Develop the urge to achieve excellence everyday. To do your best everyday. To out do yesterday’s performance and focus by making today the greatest day of your life. The greatest day of your life will simply mean nothing to your state in the future if you don’t maintain that progress. You need to realize this:  Anything you accomplish, no matter how great, will never be good enough to sustain you.  You need to get the itch to make an effort to achieve those great accomplishments that move you forward and ahead of the pack on a daily basis.

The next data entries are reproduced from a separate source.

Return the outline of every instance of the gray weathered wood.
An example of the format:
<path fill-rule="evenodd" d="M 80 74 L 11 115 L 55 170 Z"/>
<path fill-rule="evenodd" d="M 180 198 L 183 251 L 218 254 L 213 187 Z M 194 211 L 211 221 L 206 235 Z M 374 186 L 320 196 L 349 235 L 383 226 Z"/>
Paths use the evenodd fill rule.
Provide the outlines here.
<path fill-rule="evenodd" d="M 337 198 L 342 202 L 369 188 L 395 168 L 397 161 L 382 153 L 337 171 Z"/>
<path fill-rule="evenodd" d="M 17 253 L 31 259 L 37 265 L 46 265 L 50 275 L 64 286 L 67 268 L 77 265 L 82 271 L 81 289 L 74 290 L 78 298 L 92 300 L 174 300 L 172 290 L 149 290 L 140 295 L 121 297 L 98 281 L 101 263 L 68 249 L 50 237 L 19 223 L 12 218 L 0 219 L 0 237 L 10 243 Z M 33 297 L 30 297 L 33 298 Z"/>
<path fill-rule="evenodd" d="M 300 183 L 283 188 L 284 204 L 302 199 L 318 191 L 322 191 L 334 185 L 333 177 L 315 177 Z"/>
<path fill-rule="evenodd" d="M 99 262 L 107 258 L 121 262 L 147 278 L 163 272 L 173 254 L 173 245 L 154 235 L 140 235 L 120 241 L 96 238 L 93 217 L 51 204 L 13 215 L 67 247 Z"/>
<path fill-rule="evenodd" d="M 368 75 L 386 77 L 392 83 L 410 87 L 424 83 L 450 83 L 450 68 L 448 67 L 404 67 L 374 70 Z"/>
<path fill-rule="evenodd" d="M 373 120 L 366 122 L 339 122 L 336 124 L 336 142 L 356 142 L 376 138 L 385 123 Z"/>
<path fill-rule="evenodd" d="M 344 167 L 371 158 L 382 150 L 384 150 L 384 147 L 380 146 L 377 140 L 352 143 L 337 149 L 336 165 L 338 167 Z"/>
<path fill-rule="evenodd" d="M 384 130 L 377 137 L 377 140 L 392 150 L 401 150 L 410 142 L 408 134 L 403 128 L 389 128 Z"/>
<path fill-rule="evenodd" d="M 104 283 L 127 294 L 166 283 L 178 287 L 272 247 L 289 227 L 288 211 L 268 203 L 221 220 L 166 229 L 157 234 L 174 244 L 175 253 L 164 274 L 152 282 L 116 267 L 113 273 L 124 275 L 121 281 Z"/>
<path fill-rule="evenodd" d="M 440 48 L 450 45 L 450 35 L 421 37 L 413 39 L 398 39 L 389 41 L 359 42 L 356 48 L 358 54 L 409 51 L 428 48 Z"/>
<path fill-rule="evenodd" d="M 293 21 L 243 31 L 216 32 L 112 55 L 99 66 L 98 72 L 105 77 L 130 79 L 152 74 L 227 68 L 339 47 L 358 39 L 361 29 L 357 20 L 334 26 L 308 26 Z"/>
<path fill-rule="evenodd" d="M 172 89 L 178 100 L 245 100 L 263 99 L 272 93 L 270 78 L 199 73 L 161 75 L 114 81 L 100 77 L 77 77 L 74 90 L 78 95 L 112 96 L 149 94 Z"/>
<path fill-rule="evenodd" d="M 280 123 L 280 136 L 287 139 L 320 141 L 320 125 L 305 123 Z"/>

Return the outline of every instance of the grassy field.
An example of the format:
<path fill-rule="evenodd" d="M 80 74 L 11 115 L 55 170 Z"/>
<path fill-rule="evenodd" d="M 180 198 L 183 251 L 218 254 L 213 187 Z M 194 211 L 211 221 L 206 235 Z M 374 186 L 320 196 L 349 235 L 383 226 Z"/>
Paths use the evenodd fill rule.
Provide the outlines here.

Be real with yourself. No matter how much talk and how many dreams you con conjure they won’t do anything unless they are backed with action. Confront the facts of life. Where you are and where you are going and what kind of efforts you’re producing to get you there. Analyze what needs to be sacrificed and what tools or skills or insight should be added. Churchhill said, “I…. have no need for cheering dreams. Facts are better than dreams.” When you are real with yourself you can be real with your progress and when you make the effort to move forward based on your genuine applied efforts, you can bask in the feelings of that reward.

Try.

“Whatever you’re doing, be all there.” Jim Elliot

I am not living in the past. i am not a collection of my past best efforts. Every second i have the option of doing my best based on my newly acquired taste of what it takes to be the best. i love being the best. i love perfection, or striving for it. i am not fake. im not going to be miserable by being negative. i am so happy with trying that there is nothing i will not try that would potentially get me close to where i want to go. i will try until i accomplish my goal. i will not have mediocre goals. i will know what the standard is just so i can blow it away. i will be humble and i will learn from the best. i will read and study the best. i will do whatever it takes to reach my full potential. I will have the best attitude. i will always try to reach my dreams even in the diversity of dream stealer’s. people with negative attitudes. people who always like to bring others down. the people who like to give reality checks. well. they can live a mediocre life if they want. They don’t know how to dream. Id rather dream a little and try little than dream a lot and try nothing.